For over three centuries enslavement promoted the rise of capitalism in the Atlantic world, but study of slavery as a pivotal force in western ascendancy and dominance is still mostly neglected. In The American Crucible: Slavery, Emancipation and Human Rights, Robin Blackburn (The New School, New York) honorably contributes to fill this research – and moral – gap, furnishing a vivid and competent history of the rise and fall of slavery in the Americas.

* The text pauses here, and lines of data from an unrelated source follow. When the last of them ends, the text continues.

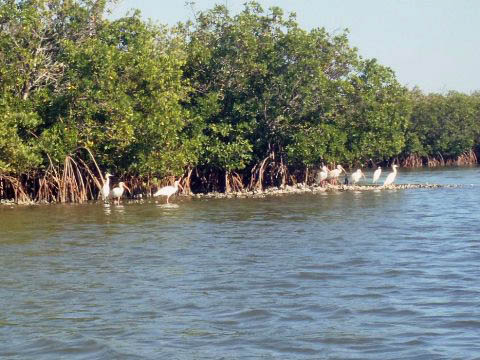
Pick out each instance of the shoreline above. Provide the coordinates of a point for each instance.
(313, 189)
(300, 188)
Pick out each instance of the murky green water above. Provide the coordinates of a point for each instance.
(370, 275)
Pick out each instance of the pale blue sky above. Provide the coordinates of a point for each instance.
(430, 43)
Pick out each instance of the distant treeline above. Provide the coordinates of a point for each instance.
(226, 101)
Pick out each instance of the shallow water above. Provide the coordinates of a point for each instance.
(342, 275)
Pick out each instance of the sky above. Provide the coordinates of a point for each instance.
(432, 44)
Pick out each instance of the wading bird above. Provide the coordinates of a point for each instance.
(106, 187)
(335, 173)
(376, 174)
(168, 190)
(117, 192)
(357, 175)
(322, 176)
(391, 177)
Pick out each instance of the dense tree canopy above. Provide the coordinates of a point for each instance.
(247, 98)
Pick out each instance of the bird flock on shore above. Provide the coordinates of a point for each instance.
(324, 176)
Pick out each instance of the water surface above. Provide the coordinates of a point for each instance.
(342, 275)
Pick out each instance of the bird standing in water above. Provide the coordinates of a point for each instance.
(168, 190)
(376, 175)
(357, 175)
(106, 187)
(117, 192)
(335, 173)
(391, 177)
(322, 176)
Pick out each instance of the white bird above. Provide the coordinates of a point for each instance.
(335, 173)
(322, 175)
(168, 190)
(117, 192)
(391, 177)
(357, 175)
(106, 186)
(376, 175)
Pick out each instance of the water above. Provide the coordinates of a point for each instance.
(347, 275)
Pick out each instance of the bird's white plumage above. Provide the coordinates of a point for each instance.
(168, 190)
(117, 192)
(106, 187)
(322, 175)
(335, 173)
(376, 174)
(391, 177)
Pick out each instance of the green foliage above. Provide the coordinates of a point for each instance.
(446, 125)
(222, 93)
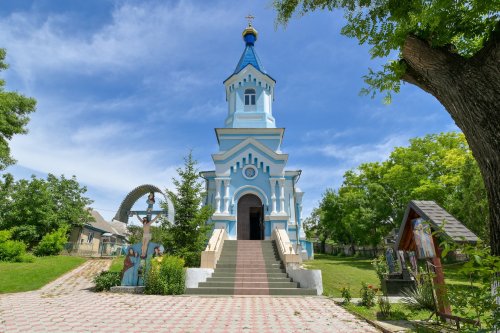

More than any other institution, it was the slave plantation and the massive extractions of wealth from exploited black labor that led to the West’s dominance over the rest of the world. “Without slavery there could have been no colonization,” is the starting point for the evolution of Blackburn’s historical narrative. The New World became the crucible for a succession of silver mining, plantation agriculture, racial enslavement, and slave resistance. Slave produce raised up empires, fostered new cultures of consumption and financed the breakthrough to an industrial order.The achievement and originality of the book lie in Blackburn’s insistence on the crucial interrelation among slavery, colonialism and capitalism, seeking to map the different modes of production, of colonisation, and of enslavement on to one another.
Not until the stirrings of a revolutionary age in the 1780s was there the first public challenge to the ‘peculiar institution’. An anti-slavery alliance then set the scene for great acts of emancipation in Haiti in 1804, Britain in 1833–8, the United States in the 1860s, and Cuba and Brazil in the 1880s. This comprehensive book connects emancipation moments through both time and space, and allows us to thoroughly understand the abolitionist’s thought.
Eventually, Blackburn’s work compels us to think about abolitionism’s relevance to global modernity, as well as to current events in the US.